Das gesamte Team von VeloPress, vor allem Vicki Hopewell, Connie Oehring, Dave Trendler und Julia Vandenoever.
Meine unglaublichen Familien. Ich hätte mir keine besseren Familien wünschen können, als diejenigen, in die ich geboren wurde (die Westfahls) und in die ich hineingeheiratet habe (die Wagners).
Alle Frauen, die mich in all den Jahren zu diesem Programm motiviert und inspiriert haben. Holt euch die schlanke, sexy Körpermitte!
Mein Hund Muppet. Manchmal reichen eine wuschelige Liebkosung und ein freundlicher Klaps mit der Pfote, um mich wieder zu motivieren.
Und allen voran mein Ehemann Brian. Seine Ermutigung und nachhaltige Unterstützung brachten mich dazu, auch Herausforderungen anzunehmen, von denen ich zunächst glaubte, ihnen nicht gewachsen zu sein. Es ist ein wahres Geschenk, jeden Tag mit deinem besten Freund und Partner zu verbringen.
Wenn ich mit neuen Klientinnen zu arbeiten beginne, lasse ich sie stets zunächst einen Fragebogen ausfüllen, damit ich ihre Fitnessziele besser einschätzen kann. Dabei bitte ich sie, mögliche Schwerpunkte ihrer Bedeutung nach in eine Rangfolge zu bringen: Stärkung der Körpermitte, Gewichtsreduktion, Fitness, Rehabilitation nach einer Verletzung, mehr Energie usw. Fast immer stehen dieselben drei Punkte an der Spitze der Hitliste: Körpermitte stärken, abnehmen und fit werden.
Es ist nicht verwunderlich, dass die meisten Frauen ihre Körpermitte – oder den Core, wie dieser Körperbereich auch häufig genannt wird – trainieren wollen. Seit Jahrzehnten gehören Übungen für Bauch, Po und Rücken zu jedem Fitnessprogramm dazu. So halten wir uns fit und gesund, beugen Schmerzen vor und – besonders wichtig – tun etwas für unsere Figur. Es ist keine Schande, eine schlanke Taille und einen straffen Bauch haben zu wollen. Ist es nicht das, wonach wir streben, wenn wir sagen, wir hätten gern eine kräftige Körpermitte?
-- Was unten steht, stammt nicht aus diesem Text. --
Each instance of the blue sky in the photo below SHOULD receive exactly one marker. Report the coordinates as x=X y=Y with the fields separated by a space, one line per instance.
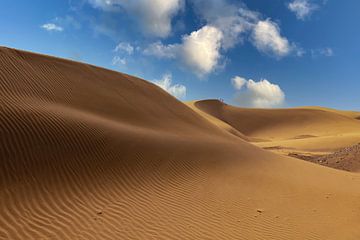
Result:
x=254 y=53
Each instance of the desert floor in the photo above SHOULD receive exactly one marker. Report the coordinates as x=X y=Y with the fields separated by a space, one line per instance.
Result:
x=88 y=153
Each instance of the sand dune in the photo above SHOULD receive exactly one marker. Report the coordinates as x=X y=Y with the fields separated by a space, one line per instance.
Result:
x=306 y=130
x=88 y=153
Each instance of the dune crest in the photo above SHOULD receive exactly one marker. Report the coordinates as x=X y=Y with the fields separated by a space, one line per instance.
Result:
x=88 y=153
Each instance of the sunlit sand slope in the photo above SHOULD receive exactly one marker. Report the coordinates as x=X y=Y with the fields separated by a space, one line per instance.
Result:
x=88 y=153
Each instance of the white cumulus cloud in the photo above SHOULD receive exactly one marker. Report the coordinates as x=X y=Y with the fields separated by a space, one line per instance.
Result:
x=261 y=94
x=118 y=61
x=160 y=50
x=238 y=82
x=125 y=47
x=177 y=90
x=199 y=51
x=326 y=52
x=267 y=38
x=51 y=27
x=302 y=8
x=154 y=16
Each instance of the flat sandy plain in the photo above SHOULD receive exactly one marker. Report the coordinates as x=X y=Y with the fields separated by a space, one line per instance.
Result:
x=88 y=153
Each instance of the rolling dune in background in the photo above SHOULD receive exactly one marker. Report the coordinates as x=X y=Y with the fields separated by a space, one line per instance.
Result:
x=306 y=131
x=88 y=153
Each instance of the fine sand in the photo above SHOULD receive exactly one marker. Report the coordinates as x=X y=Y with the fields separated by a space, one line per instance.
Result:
x=88 y=153
x=306 y=133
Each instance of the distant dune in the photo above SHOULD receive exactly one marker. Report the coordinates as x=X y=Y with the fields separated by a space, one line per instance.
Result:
x=88 y=153
x=303 y=132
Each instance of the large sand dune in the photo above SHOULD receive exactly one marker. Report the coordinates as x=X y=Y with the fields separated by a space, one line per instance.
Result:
x=88 y=153
x=307 y=131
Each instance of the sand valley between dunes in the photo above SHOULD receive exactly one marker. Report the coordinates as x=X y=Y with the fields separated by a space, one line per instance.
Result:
x=89 y=153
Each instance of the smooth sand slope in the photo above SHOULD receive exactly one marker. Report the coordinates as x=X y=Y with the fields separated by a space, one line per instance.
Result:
x=87 y=153
x=307 y=130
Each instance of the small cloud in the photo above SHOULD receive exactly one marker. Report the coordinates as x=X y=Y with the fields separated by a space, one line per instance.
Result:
x=261 y=94
x=326 y=52
x=160 y=50
x=51 y=27
x=153 y=16
x=118 y=61
x=201 y=50
x=302 y=8
x=238 y=82
x=126 y=47
x=177 y=90
x=266 y=38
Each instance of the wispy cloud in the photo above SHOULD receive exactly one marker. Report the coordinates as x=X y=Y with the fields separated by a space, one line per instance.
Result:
x=326 y=52
x=177 y=90
x=51 y=27
x=261 y=94
x=124 y=47
x=302 y=8
x=267 y=38
x=153 y=16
Frauen sehen sich einer überwältigenden Flut an Produkten, Nahrungsergänzungsmitteln und Workouts gegenüber, und alle versprechen dasselbe: einen straffen, flachen Bauch mit schön definierten Bauchmuskeln. Das Dumme ist nur, dass ein attraktives Sixpack nicht gleichbedeutend ist mit aktiven und fitten Muskeln – und trotzdem bleibt das Sixpack das Kennzeichen für einen gesunden, starken, sexy Körper. Auf der Jagd nach statuenhaften Bauchmuskeln gehen viele Frauen durch die selbst auferlegte Hölle – sie absolvieren Hunderte von Crunches, machen unzählige Diäten und Entgiftungsprogramme und werfen womöglich sogar Tabletten ein, die das Bauchfett angeblich in drei Minuten verbrennen. Unsere Verzweiflung erhält durch perfekt gebaute Models weitere Nahrung, dabei ist nicht einmal gesagt, dass diese beneidenswerten Geschöpfe die Produkte, die sie anpreisen, jemals selbst ausprobiert haben.
Das Problem ist, dass die Erfolge, wenn sie uns denn überhaupt vergönnt sind, meist nicht anhalten. Das frustriert. Wie können wir unsere Körperkonturen davon abhalten, sich auszudehnen, ohne dabei hungern und stundenlang trainieren zu müssen? Gibt es denn keine Methode, die sowohl effektiv als auch nachhaltig ist? Tagtäglich stellen mir meine Klientinnen diese Fragen, und deswegen habe ich dieses Programm entwickelt: für eine sexy Körpermitte, die stark ist und gut aussieht.
Wenn Sie mich anschauen, beschleicht Sie möglicherweise der Verdacht, dass ich gar nicht nachempfinden kann, wie steinig der Weg zur schlanken Linie sein kann. Aber seien Sie versichert: Auch ich bin bei dem Versuch, meine Figur zu wahren, schon in viele Sackgassen geraten. Als übergewichtig hätte man mich nie bezeichnen können, aber dünn war ich als Kind auch nicht. Meist nannte man mich »stämmig« – eine nette Umschreibung für klein und dick. Trotzdem habe ich nie über Essen und Kalorien nachgedacht, denn ich war Athletin und betrachtete Nahrung nur als Treibstoff für meine körperliche Leistung.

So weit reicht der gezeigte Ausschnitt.